La recensione, “A casa tutti bene”: mica tanto!

Una grande famiglia si riunisce per festeggiare i cinquant’anni di matrimonio di Alba (Stefania Sandrelli) e Pietro (Ivano Marescotti). Nell’isola dove si festeggia, sono presenti i figli di Alba e Pietro, Carlo (Piefrancesco Favino), la sorella perfettina Sara (Sabrina Impacciatore) e l’attuale compagna di Carlo, l’insicura e nevrotica Ginevra (Carolina Crescentini). Vengono poi raggiunti dai restanti parenti: il poeta “on the road” Paolo (Stefano Accorsi), fratello di Carlo e Sara; Diego (Giampaolo Morelli), il marito di Sara; il cugino spiantato Riccardo (Gianmarco Tognazzi) con la moglie Luana (Giulia Michelini); l’altro cugino, affetto d’Alzheimer, Sandro (Massimo Ghini), con la compagna Beatrice (Claudia Gerini). Alla lista, si aggiungono anche Elettra (Valeria Solarino), ex moglie di Carlo, malvista da Ginevra, e la cugina Isabella (Elena Cucci). Una volta tutti insieme, i membri festeggiano le nozze d’oro dei decani di casa: vanno a messa, banchettano e parlano, si rincontrano, si confrontano e si scontrano. Purtroppo un contrattempo meteorologico blocca la famiglia nell’isola. La convivenza coatta fa emergere i lati peggiori di tutti: Carlo si dimostra un debole; la nevrastenica insicurezza di Ginevra raggiunge livelli parossistici; Paolo ha un’avventura amorosa con la cugina Isabella; Diego nasconde a Sara un tradimento; e per non farci mancare nulla, Riccardo e Luana non riescono ad ottenere aiuto economico dai propri parenti. Quando il vento si placherà, tutti ripartiranno e torneranno alle proprie vite. Ognuno ha trovato le proprie conferme e smentite, e chiunque si è dimostrato in qualche modo falso.

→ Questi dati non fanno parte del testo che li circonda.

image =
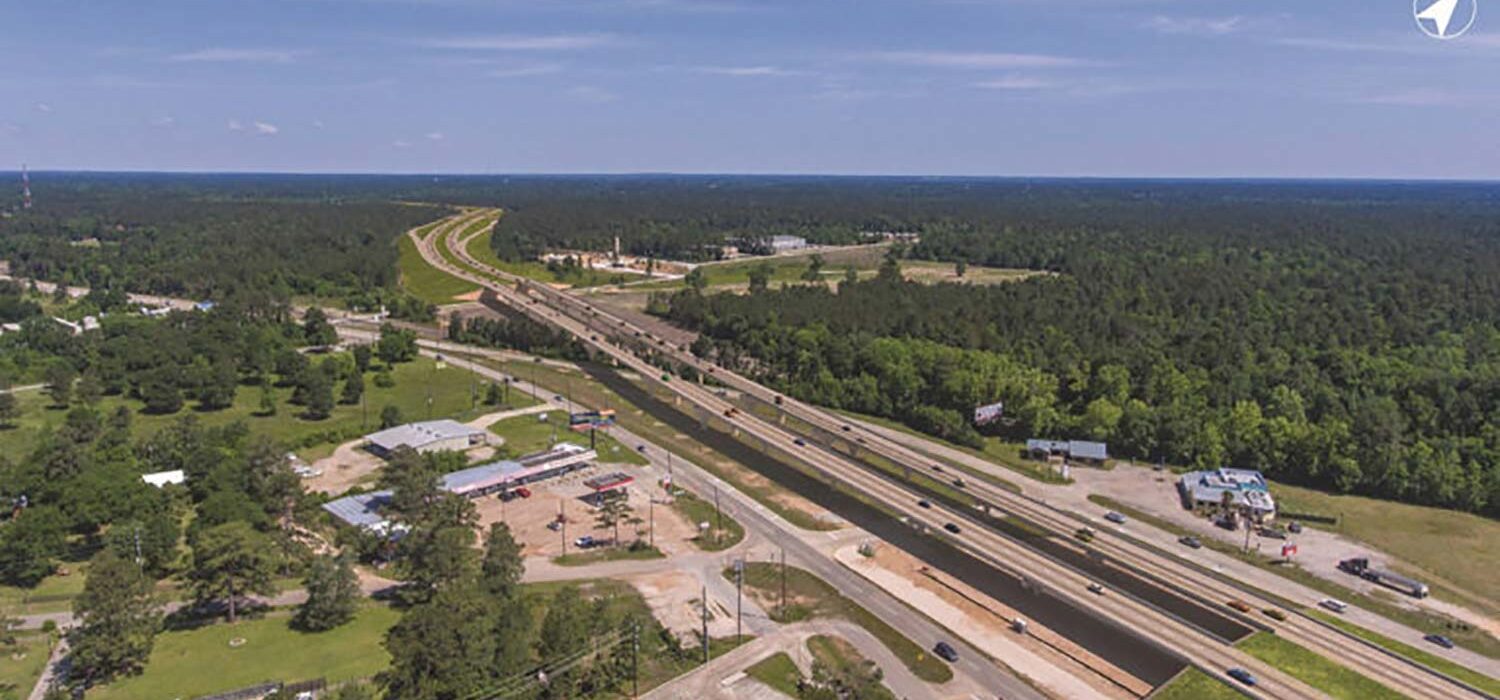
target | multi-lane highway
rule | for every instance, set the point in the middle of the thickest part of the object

A casa tutti bene, di Gabriele Muccino, è una pellicola dove si sommano stereotipi drammatici già noti, con dei cliché che chiunque ha già visto. Tradimenti, bugie, matrimoni che si reggono sulle menzogne: nessuna novità. La tecnica di Muccino è buona, sa gestire bene l’utilizzo della telecamera ed i movimenti di macchina a seconda delle situazioni drammatiche. Purtroppo però, in questo film, la bravura si nota solo nella forma visiva e non nella sostanza della sceneggiatura. I personaggi rimangono troppo vincolati a degli schemi macchiettistici. Sul versante femminile, le attrici più interessanti sono Carolina Crescentini e Valeria Solarino: la prima riesce ad essere perfettamente insicura ed odiosa, l’altra sa essere pacata e forte al tempo stesso. Sul lato maschile, è degna di nota l’insolita e bonaria veste di Massimo Ghini. Solitamente abituati a vederlo come il personaggio furbo ed opportunista, qui riesce ad entrare bene nel ruolo del debole e confuso malato di Alzheimer. Per il resto, è difficile trovare qualcos’altro di positivo. Questo lungometraggio non riesce a distinguersi da molti altri. Muccino ha voluto fare un film incentrato sulla famiglia: argomento rischioso, perché è uno dei soggetti più utilizzati in generale. Specialmente il nostro cinema ha sfornato svariati capolavori a riguardo, come Parenti serpenti (Mario Monicelli, 1992) e La famiglia (Ettore Scola, 1987): lavori come questi (e molti altri non citati) sono sempre un grosso punto di riferimento, difficili da superare ma necessari nel confronto. Gabriele Muccino può fare di più: ad esempio Ricordati di me (2003) e La ricerca della felicità (2006) sono migliori rispetto al lavoro qui trattato. Questa volta non ha dato il massimo, producendo una storia che si trascina e che rimane sospesa, terminando senza un vero e proprio epilogo.